JUL 29, 2020 7:00 AM EDT

What intratumoral Tregs eat makes them strong, but vulnerable: a new metabolic intervention for cancer immunotherapy

C.E. Credits: P.A.C.E. CE Florida CE
Speaker
  • Associate Professor, Department of Fundamental Oncology, University of Lausanne, Associate member, Ludwig Institute for Cancer Research
    Biography
      Ping-Chih Ho is a cancer immunologist with particular research interest in immunometabolism, the tumor microenvironment and viral infection. My ultimate goal is to exploit our findings to better harness our immune system in fight against infection and malignancy. In addition, I also envision to reprogram the tumor microenvironment, reverse immunosuppression and broaden and boost the efficacy of cancer immunotherapy. Ping-Chih Ho grew up in Taiwan and obtained his basic biomedical training, including bachelor degree (Life Science) and master degree (Biochemical Science), at National Taiwan University. He then obtained his PhD in Department of Pharmacology at University of Minnesota.
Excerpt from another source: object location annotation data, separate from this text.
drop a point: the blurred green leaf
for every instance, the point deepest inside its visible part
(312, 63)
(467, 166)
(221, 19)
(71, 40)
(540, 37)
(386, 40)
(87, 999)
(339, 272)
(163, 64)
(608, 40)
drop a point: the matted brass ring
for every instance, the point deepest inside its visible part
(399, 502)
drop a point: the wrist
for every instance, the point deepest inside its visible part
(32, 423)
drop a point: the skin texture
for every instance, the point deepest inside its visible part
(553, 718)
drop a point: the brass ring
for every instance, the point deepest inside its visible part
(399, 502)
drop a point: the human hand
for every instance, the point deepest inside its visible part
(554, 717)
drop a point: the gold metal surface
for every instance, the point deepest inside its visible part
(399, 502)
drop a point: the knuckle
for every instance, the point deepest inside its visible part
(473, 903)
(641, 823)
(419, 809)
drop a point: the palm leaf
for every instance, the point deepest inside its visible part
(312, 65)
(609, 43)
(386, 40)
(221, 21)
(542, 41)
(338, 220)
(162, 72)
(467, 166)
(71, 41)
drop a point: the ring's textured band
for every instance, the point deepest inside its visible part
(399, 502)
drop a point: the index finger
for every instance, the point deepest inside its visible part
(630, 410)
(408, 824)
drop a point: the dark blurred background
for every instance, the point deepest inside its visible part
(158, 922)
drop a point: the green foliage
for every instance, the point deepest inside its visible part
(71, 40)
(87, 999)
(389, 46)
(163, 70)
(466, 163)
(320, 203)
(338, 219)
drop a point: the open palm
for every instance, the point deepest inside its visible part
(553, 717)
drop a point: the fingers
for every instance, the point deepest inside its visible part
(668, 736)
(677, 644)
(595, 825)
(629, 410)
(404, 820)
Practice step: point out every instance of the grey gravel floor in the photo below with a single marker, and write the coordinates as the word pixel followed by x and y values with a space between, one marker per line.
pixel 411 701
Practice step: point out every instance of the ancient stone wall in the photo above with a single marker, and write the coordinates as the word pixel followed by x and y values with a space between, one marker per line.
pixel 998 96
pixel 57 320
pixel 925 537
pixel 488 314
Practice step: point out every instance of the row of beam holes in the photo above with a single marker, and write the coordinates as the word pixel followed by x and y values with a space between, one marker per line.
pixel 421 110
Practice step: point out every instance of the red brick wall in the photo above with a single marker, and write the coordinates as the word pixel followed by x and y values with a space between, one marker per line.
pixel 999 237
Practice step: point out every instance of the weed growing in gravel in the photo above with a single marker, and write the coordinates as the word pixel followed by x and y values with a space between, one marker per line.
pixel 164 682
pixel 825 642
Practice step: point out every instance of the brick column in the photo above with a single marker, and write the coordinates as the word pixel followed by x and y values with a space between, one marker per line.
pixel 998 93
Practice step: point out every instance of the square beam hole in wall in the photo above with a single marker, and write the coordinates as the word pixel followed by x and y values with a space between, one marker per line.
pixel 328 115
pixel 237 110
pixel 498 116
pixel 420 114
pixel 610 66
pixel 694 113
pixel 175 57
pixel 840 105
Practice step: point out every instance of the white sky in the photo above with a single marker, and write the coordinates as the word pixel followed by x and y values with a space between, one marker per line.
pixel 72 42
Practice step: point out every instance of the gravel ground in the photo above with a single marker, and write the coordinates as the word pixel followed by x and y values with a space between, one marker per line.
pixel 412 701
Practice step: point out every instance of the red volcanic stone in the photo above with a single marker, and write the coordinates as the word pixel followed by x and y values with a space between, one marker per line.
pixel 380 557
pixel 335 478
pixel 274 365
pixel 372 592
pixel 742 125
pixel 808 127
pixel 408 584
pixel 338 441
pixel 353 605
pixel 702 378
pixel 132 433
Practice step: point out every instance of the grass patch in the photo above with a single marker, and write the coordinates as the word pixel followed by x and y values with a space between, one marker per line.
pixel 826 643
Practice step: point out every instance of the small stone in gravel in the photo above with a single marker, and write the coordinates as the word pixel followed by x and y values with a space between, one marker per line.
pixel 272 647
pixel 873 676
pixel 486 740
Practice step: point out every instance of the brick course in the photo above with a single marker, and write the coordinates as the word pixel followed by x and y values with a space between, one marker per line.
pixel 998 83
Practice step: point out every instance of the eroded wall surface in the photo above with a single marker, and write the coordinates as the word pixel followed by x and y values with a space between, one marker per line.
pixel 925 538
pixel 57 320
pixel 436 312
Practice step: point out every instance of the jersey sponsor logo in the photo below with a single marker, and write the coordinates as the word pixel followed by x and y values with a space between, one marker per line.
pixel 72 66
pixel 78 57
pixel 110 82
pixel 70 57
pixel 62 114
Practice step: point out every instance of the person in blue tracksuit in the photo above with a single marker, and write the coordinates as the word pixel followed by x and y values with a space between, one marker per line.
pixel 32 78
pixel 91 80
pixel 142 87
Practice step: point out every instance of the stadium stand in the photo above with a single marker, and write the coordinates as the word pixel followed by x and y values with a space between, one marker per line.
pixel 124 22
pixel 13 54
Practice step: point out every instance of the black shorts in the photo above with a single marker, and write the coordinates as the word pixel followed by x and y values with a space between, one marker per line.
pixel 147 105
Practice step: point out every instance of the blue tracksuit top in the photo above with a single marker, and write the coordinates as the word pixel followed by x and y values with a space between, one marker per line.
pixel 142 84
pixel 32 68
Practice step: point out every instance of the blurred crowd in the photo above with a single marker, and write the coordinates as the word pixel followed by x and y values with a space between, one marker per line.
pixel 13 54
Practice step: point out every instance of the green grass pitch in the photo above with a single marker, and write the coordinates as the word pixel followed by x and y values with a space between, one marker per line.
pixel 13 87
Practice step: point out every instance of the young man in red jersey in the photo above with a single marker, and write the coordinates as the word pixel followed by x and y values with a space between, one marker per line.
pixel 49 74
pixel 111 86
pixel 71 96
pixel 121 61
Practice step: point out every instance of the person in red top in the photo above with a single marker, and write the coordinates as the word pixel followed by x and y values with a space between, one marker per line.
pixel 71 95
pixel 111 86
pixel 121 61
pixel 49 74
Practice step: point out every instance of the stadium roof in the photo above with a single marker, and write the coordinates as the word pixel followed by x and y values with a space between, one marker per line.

Ping-Chih then did postdoctoral training with Susan Kaech at Yale University, where he demonstrated how cancer cells evade T cell immunosurveillance by depriving infiltrating T cells of glucose, which is consumed in large amounts by malignant cells. In September 2015, he relocated to Switzerland as a tenure-track assistant professor in the Department of Oncology at the University of Lausanne and act as an adjunct scientist at the Ludwig Institute for Cancer Research. Ping-Chih was promoted as a tenured associate professor at the University of Lausanne in August 2019 and promoted to Associate Member at the Ludwig Institute for Cancer Research in January 2020. Png-Chih's research is also supported by University of Lausanne, the European Research Council, the Cancer Research Institute, the Swiss National Science Foundation, the Melanoma Research Alliance, the Swiss Cancer League, Harry J. Lloyd Fund, Anna Fuller Fund, the ISREC foundation. His research is also acknowledged by several international awards, including the EMBO Young Investigator award, MRA-SITC Young Investigator award, CRI CLIP-investigator award, and the Swiss Bridge Award.

    Abstract

    Metabolic reprogramming is critical for governing proper T cell immune responses, including activation, production of effector molecule, migration and differentiation. The metabolic stress T cells could encounter in tumors has emerged as a microenvironmental challenge to tumor-infiltrating T cells. Moreover, the metabolic insufficiency has been observed in tumor-infiltrating T cells associated with declined effector functions. However, it remains unclear why tumor-infiltrating T cells lose metabolic fitness and the detailed impacts of metabolic insufficiency on modulating T cell differentiation. In my talk, I will describe how the tumor microenvironment could influence metabolic fitness and differentiation program in tumor-infiltrating T cells and further provide ideas on boosting T cell anti-tumor responses via metabolic interventions.

     

    Learning Objectives:

    Discover:

    1. Theory and techniques for systems immunology and metabolic control of T cell tolerance and antitumor immunity

    2. How nutrient sensing and signaling in Tregs and the tumor microenvironment could influence metabolic fitness and differentiation program in tumor-infiltrating T cells

    3. Potential approaches for boosting T cell anti-tumor responses via metabolic interventions.